Replacing special characters in scala - scala

I am working on a scala and want to replace special characters from my dataframe replaceAll doesn't seem to work, is there any other way ?
My code is this:
val specialchar = dataframe.select(column).replaceAll("[^A-za-z]+","")

You can provide the allowed characters in regex .
Try following
val badDF = Seq(("7369", "SMI_)(TH" , "2010-12-17", "800.00"), ("7499", "AL#;__#$LEN","2011-02-20", "1600.00")).toDF("empno", "ename","hire_date", "sal")
val cleanedDF = badDF.select(badDF.columns.map(c => regexp_replace(badDF(c), """[^A-Z a-z 0-9]""", "").alias(c)): _*)
cleanedDF.show
ename contains special characters. above regex will only allow Capital/Small a-z characters and 0-9 digits.
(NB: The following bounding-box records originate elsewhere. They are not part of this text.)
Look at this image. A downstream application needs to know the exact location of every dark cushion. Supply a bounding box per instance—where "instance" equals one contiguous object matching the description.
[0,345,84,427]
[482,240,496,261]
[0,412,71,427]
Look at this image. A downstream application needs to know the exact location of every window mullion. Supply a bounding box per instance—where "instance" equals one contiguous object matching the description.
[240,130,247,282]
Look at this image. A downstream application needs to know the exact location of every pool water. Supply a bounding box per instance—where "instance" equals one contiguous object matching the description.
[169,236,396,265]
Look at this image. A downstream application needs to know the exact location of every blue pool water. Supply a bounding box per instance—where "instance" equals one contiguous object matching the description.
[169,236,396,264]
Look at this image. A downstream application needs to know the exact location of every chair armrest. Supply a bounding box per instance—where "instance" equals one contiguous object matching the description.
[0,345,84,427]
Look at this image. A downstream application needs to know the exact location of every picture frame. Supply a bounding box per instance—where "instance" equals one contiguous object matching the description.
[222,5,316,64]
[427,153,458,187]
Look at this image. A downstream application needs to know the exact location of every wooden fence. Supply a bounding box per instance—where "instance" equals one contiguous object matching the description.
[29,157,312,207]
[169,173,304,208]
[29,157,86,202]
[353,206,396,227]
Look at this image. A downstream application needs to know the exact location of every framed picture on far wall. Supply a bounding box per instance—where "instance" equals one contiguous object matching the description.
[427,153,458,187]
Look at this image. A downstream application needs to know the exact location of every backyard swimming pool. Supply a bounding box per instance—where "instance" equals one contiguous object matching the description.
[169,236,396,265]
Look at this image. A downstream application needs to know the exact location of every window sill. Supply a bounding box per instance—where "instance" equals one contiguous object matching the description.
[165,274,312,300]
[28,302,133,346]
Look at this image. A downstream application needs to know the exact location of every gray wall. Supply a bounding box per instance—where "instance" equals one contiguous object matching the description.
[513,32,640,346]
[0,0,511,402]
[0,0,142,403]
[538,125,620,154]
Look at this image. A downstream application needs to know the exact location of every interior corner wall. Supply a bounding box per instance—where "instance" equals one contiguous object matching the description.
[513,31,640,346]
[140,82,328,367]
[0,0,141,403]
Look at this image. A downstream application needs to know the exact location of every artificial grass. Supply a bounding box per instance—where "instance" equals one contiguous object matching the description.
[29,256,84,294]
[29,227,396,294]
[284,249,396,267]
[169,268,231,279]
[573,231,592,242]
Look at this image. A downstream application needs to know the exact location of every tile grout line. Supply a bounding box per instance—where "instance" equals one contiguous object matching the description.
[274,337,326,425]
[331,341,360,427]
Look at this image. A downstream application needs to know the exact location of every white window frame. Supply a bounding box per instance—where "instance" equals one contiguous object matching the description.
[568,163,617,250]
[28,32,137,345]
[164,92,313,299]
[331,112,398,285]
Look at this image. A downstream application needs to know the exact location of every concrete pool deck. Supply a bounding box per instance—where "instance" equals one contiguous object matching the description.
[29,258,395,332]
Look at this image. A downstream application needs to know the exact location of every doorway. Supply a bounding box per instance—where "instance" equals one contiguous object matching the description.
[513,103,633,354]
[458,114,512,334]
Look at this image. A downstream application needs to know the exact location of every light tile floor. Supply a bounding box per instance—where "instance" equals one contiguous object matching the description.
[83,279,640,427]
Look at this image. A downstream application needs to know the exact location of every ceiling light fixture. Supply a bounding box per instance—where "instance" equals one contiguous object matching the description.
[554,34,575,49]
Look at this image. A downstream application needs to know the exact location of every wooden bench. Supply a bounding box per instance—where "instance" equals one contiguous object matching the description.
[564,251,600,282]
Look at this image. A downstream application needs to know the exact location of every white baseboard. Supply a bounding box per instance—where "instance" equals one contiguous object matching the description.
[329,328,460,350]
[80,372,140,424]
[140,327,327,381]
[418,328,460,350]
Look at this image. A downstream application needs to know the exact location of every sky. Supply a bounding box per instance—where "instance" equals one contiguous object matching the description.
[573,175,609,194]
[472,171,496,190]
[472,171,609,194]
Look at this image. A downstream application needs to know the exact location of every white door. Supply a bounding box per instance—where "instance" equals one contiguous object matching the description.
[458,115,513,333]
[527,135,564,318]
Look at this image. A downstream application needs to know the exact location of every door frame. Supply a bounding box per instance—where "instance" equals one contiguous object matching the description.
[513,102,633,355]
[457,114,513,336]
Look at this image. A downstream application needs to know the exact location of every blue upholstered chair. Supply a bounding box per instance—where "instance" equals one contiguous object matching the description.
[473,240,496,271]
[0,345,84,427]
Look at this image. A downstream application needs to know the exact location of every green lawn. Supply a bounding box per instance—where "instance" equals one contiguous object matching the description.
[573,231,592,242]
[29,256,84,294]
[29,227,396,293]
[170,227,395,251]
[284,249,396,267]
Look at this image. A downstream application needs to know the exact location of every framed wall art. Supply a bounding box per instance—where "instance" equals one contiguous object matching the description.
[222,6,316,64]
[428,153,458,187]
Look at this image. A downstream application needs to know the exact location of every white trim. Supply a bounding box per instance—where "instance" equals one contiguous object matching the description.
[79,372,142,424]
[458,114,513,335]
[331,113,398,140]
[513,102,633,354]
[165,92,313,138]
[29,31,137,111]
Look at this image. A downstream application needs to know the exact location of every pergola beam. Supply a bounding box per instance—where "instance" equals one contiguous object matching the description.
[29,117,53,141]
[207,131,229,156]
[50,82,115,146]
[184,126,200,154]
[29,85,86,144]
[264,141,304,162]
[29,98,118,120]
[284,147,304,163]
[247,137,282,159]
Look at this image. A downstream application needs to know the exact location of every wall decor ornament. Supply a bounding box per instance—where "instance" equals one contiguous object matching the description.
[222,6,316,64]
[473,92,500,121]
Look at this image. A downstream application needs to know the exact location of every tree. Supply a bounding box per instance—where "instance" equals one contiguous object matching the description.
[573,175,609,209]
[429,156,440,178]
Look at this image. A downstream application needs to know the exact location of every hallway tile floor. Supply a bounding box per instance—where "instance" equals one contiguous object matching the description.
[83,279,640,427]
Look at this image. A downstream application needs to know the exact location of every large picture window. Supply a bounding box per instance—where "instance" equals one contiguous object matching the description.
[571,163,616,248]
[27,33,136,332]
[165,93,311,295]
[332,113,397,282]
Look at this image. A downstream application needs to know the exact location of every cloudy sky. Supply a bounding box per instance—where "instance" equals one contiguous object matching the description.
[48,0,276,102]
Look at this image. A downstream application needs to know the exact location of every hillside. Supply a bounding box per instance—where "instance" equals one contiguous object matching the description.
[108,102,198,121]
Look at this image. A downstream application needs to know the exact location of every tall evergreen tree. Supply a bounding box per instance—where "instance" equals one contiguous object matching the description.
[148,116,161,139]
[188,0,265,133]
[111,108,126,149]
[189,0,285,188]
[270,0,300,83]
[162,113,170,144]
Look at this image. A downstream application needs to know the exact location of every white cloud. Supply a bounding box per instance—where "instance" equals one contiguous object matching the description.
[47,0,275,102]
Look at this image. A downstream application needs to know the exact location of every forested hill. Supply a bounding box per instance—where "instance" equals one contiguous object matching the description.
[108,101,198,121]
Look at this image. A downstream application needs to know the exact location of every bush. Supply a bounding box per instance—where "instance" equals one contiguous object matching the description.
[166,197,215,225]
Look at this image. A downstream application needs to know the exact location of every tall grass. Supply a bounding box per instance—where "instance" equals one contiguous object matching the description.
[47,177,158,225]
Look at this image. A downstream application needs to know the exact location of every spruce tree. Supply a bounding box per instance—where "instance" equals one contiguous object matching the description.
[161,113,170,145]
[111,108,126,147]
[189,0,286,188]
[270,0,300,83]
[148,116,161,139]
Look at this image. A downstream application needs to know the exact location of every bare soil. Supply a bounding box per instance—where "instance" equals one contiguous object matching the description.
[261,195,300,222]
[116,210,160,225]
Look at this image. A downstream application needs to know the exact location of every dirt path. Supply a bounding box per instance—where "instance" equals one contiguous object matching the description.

All other characters will be removed.

Related

How do i replace whitespace with underscore and encode values in scala array / list

I have a spark scala dataframe which has column "Name"
I have extracted the values of that column in to scala array[string]
org_name: Array[String] = Array(SARATOGA SENIOR HIGH SCHOOL)
I want to replace whitespaces with _ and encode that value in to utf-8 (any encoding is fine as long as it replaces special chars with something else)
so if there are any special chars those will be removed. later i want to use those in file path .
var org_name = orgsFlatDF.rdd.collect
.map( _.getString(2))
This is how i am extracting those vals ^^. I haven't found any method which I can use to do that. Replace or replaceall doesn't work on array
I tried this :
org_name.replace("\\s", "")
That didn't work .
Expected output : SARATOGA_SENIOR_HIGH_SCHOOL
if name is : new $ high school it should gets converted to new_$_high_school then encoded to new_%24_high_school
There are a couple of issues with what you are asking.
Java/Scala Arrays don't have a replace method. Even if they did have a replace method, would they replace the values they hold or the characters in a String they hold?
Let's assume this line org_name.replace("\\s", "") didn't compiled and org_name is indeed a an Array[String] holding one element.
scala> val org_name=Array("SARATOGA SENIOR HIGH SCHOOL")
val org_name: Array[String] = Array(SARATOGA SENIOR HIGH SCHOOL)
scala> org_name(0).replace(" ","_")
val res15: String = SARATOGA_SENIOR_HIGH_SCHOOL
replace("\\s","_") wouldn't work because it represents a \s string. "\" represents \. That's only way you'd be able to define strings containing other escape codes like \n or \t.
PS: to transform all the string in the array use org_name.map(_.replace(" ","_")), this gives you back another another array.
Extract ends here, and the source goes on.